Here are the answers to common troubleshooting questions about using deep learning in IBM Watson Machine Learning.

Getting help and support for deep learning

If you have problems or questions when using deep learning, you can get help by searching for information or by asking questions through a forum. You can also open a support ticket.

When using the forums to ask a question, tag your question so that it is seen by the deep learning development teams.

If you have technical questions about deep learning, post your question on Stack Overflow External link icon and tag your question with "ibm-bluemix" and "deep-learning".

For questions about the service and getting started instructions, use the IBM developerWorks dW Answers External link icon forum. Include the "deep-learning" and "bluemix" tags. See Getting help for more details about using the forums.

For information about opening an IBM support ticket, or about support levels and ticket severities, see Contacting support.

Contents

Online deployment error: DL: load_model_failure: list index out of range

What's happening

The deep learning model fails to load. The list index is out of range.

Why it's happening

The Python code that is being trained has not stored the model in the correct location in IBM Cloud Object Storage.

How to fix it

If this error occurs, ensure that the Python code that is being trained stores the model in right location in IBM Cloud Object Storage.

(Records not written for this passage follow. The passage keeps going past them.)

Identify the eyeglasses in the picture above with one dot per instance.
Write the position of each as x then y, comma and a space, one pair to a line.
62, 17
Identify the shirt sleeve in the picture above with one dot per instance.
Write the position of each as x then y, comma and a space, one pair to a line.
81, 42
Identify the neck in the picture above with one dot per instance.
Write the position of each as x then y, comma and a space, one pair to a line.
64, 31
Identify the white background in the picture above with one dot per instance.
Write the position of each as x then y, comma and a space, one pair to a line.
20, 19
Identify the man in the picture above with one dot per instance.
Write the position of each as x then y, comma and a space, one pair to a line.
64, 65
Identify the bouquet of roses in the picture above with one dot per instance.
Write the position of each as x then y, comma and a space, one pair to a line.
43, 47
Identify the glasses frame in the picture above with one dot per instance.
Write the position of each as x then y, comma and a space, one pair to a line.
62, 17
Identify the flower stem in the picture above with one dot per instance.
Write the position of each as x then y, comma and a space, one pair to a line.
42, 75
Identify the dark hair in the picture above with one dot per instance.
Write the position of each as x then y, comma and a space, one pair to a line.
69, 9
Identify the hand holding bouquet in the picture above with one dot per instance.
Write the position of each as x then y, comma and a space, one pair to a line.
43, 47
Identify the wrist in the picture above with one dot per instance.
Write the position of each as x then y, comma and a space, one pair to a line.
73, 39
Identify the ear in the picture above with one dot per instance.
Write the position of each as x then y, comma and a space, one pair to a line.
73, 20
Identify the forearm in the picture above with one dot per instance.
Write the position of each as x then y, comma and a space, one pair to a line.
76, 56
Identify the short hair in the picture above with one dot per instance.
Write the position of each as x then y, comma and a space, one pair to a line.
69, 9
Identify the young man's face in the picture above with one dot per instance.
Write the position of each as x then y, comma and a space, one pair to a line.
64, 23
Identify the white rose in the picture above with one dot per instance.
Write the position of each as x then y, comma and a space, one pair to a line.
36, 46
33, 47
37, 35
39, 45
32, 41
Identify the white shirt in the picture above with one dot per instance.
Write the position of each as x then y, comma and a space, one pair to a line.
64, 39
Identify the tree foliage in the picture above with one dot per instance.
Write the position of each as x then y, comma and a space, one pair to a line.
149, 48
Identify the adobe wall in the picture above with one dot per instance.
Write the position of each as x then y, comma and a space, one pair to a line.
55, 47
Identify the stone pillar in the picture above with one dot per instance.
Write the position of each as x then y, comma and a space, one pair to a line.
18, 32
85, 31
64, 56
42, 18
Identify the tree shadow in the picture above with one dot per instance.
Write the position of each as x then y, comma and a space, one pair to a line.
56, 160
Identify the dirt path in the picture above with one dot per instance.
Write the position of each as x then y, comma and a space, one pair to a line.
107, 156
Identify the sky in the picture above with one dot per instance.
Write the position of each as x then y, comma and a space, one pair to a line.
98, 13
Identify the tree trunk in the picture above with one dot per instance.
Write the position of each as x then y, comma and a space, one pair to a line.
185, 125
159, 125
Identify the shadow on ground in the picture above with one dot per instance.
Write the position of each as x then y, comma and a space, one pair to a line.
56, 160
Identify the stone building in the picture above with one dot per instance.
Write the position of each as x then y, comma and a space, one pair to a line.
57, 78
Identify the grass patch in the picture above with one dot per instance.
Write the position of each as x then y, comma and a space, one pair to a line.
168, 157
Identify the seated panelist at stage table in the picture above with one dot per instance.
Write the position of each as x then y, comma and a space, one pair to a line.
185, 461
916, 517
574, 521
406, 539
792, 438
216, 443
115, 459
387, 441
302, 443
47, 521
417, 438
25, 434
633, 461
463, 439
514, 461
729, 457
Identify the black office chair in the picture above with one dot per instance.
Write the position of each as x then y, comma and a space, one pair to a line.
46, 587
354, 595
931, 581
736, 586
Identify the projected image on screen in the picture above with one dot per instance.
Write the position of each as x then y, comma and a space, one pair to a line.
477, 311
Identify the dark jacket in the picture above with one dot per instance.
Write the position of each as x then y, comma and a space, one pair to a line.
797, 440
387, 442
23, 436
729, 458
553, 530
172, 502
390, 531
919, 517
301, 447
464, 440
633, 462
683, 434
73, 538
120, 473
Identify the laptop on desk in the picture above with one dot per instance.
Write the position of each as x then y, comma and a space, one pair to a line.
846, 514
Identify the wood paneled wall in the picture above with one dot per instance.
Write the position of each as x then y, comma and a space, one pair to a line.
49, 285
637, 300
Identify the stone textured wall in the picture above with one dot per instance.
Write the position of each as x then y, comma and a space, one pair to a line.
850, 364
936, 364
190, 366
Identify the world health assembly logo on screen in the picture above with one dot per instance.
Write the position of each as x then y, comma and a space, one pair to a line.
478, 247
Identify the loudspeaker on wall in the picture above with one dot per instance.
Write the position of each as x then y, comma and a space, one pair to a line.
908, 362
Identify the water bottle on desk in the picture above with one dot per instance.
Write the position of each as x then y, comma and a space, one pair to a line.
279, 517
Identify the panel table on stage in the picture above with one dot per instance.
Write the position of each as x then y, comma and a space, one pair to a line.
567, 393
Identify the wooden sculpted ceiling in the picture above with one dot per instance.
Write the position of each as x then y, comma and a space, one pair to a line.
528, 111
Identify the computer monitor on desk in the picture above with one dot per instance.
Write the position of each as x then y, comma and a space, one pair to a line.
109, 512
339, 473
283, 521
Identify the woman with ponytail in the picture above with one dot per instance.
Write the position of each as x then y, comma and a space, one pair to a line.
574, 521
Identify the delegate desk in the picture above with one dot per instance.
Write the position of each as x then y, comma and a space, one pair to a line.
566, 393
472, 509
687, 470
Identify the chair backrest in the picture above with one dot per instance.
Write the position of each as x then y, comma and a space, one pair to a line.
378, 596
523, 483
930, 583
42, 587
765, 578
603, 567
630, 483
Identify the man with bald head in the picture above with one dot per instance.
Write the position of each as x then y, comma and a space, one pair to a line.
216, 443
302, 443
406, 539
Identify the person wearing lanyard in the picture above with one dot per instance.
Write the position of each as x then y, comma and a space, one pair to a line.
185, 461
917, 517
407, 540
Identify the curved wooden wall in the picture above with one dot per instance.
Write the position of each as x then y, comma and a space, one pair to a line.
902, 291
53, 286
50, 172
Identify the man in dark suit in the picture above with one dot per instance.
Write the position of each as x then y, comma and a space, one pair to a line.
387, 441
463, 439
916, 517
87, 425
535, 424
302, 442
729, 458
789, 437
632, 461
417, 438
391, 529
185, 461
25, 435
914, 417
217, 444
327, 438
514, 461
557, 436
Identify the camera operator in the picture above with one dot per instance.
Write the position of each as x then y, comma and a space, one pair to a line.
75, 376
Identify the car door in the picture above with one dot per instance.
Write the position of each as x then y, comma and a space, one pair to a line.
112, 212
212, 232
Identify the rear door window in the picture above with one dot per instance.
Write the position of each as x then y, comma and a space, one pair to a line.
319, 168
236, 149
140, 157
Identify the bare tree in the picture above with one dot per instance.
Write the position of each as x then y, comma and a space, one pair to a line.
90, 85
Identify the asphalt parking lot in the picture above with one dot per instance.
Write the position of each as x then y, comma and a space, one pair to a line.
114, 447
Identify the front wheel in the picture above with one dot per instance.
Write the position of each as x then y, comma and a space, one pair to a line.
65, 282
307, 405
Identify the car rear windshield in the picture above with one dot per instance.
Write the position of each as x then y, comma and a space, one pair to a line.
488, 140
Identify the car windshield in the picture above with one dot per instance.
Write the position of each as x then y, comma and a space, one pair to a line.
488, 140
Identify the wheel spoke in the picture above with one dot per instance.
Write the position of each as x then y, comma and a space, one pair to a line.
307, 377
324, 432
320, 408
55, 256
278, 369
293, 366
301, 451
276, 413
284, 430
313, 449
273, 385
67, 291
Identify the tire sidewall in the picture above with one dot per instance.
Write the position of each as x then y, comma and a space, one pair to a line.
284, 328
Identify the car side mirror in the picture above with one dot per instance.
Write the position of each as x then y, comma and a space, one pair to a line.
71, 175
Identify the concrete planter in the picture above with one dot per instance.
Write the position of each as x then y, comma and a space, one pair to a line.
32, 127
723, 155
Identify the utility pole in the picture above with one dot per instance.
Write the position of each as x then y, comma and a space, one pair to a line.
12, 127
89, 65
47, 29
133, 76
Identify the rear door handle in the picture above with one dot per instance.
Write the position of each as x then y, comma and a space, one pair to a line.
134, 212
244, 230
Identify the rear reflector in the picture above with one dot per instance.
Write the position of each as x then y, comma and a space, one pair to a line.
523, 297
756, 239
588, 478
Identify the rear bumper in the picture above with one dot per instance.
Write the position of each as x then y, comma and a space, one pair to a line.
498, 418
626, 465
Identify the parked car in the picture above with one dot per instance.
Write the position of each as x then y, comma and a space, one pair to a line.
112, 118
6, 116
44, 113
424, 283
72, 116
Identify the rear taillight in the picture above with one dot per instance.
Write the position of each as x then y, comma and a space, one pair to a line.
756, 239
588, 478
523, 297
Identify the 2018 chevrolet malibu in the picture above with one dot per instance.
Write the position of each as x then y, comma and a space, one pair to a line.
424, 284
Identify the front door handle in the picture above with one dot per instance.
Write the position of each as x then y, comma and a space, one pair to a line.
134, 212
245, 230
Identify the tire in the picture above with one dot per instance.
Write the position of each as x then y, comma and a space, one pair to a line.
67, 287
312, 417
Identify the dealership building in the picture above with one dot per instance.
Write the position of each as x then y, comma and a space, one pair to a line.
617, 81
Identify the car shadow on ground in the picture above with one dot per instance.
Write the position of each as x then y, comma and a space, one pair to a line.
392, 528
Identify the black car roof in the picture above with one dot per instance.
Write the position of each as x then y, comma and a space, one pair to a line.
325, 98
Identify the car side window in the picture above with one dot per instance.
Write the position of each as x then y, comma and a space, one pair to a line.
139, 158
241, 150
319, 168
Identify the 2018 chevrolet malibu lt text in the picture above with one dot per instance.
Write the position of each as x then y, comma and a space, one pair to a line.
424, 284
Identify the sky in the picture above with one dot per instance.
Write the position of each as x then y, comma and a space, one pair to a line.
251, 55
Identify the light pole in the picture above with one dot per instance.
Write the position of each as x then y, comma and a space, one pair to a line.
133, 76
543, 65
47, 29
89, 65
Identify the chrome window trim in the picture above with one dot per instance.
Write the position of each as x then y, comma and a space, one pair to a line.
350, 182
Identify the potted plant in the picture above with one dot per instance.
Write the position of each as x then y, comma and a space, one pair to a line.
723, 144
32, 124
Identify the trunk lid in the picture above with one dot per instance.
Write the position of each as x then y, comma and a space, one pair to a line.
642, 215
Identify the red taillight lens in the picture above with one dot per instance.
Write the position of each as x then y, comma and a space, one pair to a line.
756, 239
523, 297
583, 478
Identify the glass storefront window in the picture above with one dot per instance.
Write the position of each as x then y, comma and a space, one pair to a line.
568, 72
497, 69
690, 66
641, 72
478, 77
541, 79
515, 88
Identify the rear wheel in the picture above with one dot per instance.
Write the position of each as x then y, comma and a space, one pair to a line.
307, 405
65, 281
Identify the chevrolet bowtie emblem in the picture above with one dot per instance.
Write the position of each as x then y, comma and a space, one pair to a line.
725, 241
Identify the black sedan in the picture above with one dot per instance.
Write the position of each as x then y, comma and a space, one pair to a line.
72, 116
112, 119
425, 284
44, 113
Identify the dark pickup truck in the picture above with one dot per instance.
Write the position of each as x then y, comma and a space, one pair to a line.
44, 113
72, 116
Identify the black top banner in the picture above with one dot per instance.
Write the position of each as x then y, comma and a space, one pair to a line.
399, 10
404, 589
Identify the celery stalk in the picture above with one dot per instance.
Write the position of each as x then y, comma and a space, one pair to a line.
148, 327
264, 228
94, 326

You can adapt the following code to ensure that this is done correctly:

###############################################################################
# Set up working directories for data, model and logs.
###############################################################################

model_filename = "mnist_cnn.h5"

# writing the train model and getting input data
if environ.get('RESULT_DIR') is not None:
    output_model_folder = os.path.join(os.environ["RESULT_DIR"], "model")
    output_model_path = os.path.join(output_model_folder, model_filename)
else:
    output_model_folder = "model"
    output_model_path = os.path.join("model", model_filename)

Starting to train a model returns a RESOURCE_EXHAUSTED error

What's happening

If the output from trying to run bx ml train training.zip training.yaml is similar to:

Starting to train ...
FAILED
RESOURCE_EXHAUSTED: grpc: received message larger than max (4418860 vs. 4194304)

Why it's happening

The size of your training.zip may exceed the limit of 4Mb.

How to fix it

If your program needs to access large artifacts you can store them in IBM Cloud Object Storage with the data files (rather than in the zip file) and your program can access them in a similar way to the data, under $DATA_DIR.